LREC 2000 2nd International Conference on Language Resources & Evaluation

Title The Concede Model for Lexical Databases
Authors Erjavec Tomaž (Dept. for Intelligent Systems, Jožef Stefan Institute, Ljubljana, Slovenia,
Evans Roger (Information Technology Research Institute, University of Brighton, Lewes Rd, Brighton, UK,, http:/
Ide Nancy (Department of Computer Science, Vassar College, Poughkeepsie, NY 12604-0520 USA,
Kilgarriff Adam (ITRI, University of Brighton, Brighton, England,
Keywords Dictionary, Lexical Database, TEI, Up-Translation, XML
Session Session WP1 - Lexicon
Full Paper, 335.pdf
Abstract The value of language resources is greatly enhanced if they share a common markup with an explicit minimal semantics. Achieving this goal for lexical databases is difficult, as large-scale resources can realistically only be obtained by up-translation from pre-existing dictionaries, each with its own proprietary structure. This paper describes the approach we have taken in the Concede project, which aims to develop compatible lexical databases for six Central and Eastern European languages.
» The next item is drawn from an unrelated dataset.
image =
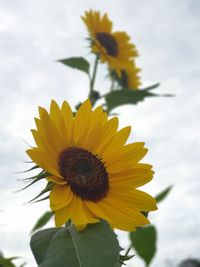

Starting with sample entries from original presentation-oriented electronic representations of dictionaries, we transformed the data into an intermediate TEI-compatible represen-tation to provide a common baseline for evaluating and comparing the dictionaries. We then developed a more restrictive encoding, formalised as an XML DTD with a clearly-defined semantic interpretation. We present this DTD and discuss a sample conversion from TEI, together with an application which hyperlinks a HTML representation of the dictionary to on-line concordancing over a corpus.